Em um mundo corporativo cada vez mais voltado à alta performance, à gestão de talentos e à liderança baseada em dados, entender o que realmente influencia o desempenho cognitivo e comportamental é essencial. Um novo estudo interdisciplinar desafia a noção de que as chamadas “funções executivas” — como controle inibitório, memória de trabalho e flexibilidade cognitiva — sejam universais ou inatas. As descobertas sugerem que essas capacidades, frequentemente usadas como referência em avaliações de potencial e produtividade, podem estar mais ligadas à exposição à educação formal do que se imaginava. Para líderes empresariais, essa nova perspectiva exige uma reflexão profunda sobre como avaliamos habilidades, treinamos equipes e lidamos com a diversidade cultural e educacional nas organizações.
Uma nova luz sobre um velho conceito
As chamadas funções executivas — processos mentais superiores que regulam pensamentos e comportamentos — são amplamente consideradas uma base cognitiva essencial para o sucesso acadêmico e profissional. Há décadas, elas são avaliadas por meio de testes padronizados utilizados em todo o mundo, sendo inclusive incorporadas em parâmetros de desenvolvimento infantil. No entanto, uma pesquisa recente publicada na Proceedings of the National Academy of Sciences propõe uma reavaliação desse entendimento. O estudo comparou crianças em contextos escolares e não escolares de três regiões culturalmente distintas: Reino Unido, Bolívia e a região de Kunene (entre Namíbia e Angola). Os resultados desafiam a ideia de que essas funções cognitivas sejam universais e revelam um forte vínculo entre o desempenho nesses testes e a vivência escolar formal.
Educação formal como fator crítico de desempenho
“Quase toda a pesquisa sobre desenvolvimento cognitivo é feita com crianças que vivem em um mundo escolarizado”, explica Joseph Henrich, professor de Biologia Evolutiva de Harvard e líder do estudo. Em Kunene, os pesquisadores encontraram um contexto ideal para um “experimento natural”, com comunidades que apresentam diferentes níveis de acesso à educação formal. Ao comparar as crianças dessas comunidades, ficou claro que o desenvolvimento das chamadas funções executivas ocorre principalmente onde há escolarização.

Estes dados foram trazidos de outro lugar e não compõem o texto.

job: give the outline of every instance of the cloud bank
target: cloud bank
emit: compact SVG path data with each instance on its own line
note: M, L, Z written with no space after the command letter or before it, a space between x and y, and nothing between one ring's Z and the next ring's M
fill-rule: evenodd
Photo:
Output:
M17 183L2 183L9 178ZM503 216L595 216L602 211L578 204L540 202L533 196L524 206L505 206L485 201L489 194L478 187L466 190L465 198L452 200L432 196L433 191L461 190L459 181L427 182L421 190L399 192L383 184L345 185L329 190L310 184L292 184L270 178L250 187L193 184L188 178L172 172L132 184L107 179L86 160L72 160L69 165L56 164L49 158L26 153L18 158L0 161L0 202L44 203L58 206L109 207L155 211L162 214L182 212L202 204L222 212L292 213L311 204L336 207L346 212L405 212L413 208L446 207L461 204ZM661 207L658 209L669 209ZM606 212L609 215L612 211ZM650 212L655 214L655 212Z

Henrich ressalta que o que chamamos de função executiva pode ser, na verdade, uma habilidade culturalmente construída e altamente alinhada às exigências do ambiente escolar — como memorizar listas de palavras ou seguir instruções abstratas. “Nosso entendimento sobre cognição pode estar mais enraizado na experiência escolar do que em uma característica humana universal”, afirma.
O que isso significa para líderes e organizações
Essa constatação é particularmente relevante para gestores e líderes empresariais. Em processos de seleção, programas de desenvolvimento de liderança ou avaliações de desempenho, muitas vezes utilizamos métricas ou critérios que, sem perceber, favorecem perfis com maior exposição à cultura escolar ocidental — especialmente nas áreas urbanas e desenvolvidas. Isso pode limitar a diversidade cognitiva nas equipes e deixar de reconhecer talentos com potenciais expressivos, mas moldados por outras vivências e formas de aprendizagem. Além disso, o estudo reforça a importância de repensar como treinamos nossas equipes. Ao expandir o conceito de capacidade cognitiva para além dos moldes tradicionais, abrimos espaço para métodos de aprendizagem mais inclusivos, práticos e alinhados à realidade de diferentes públicos.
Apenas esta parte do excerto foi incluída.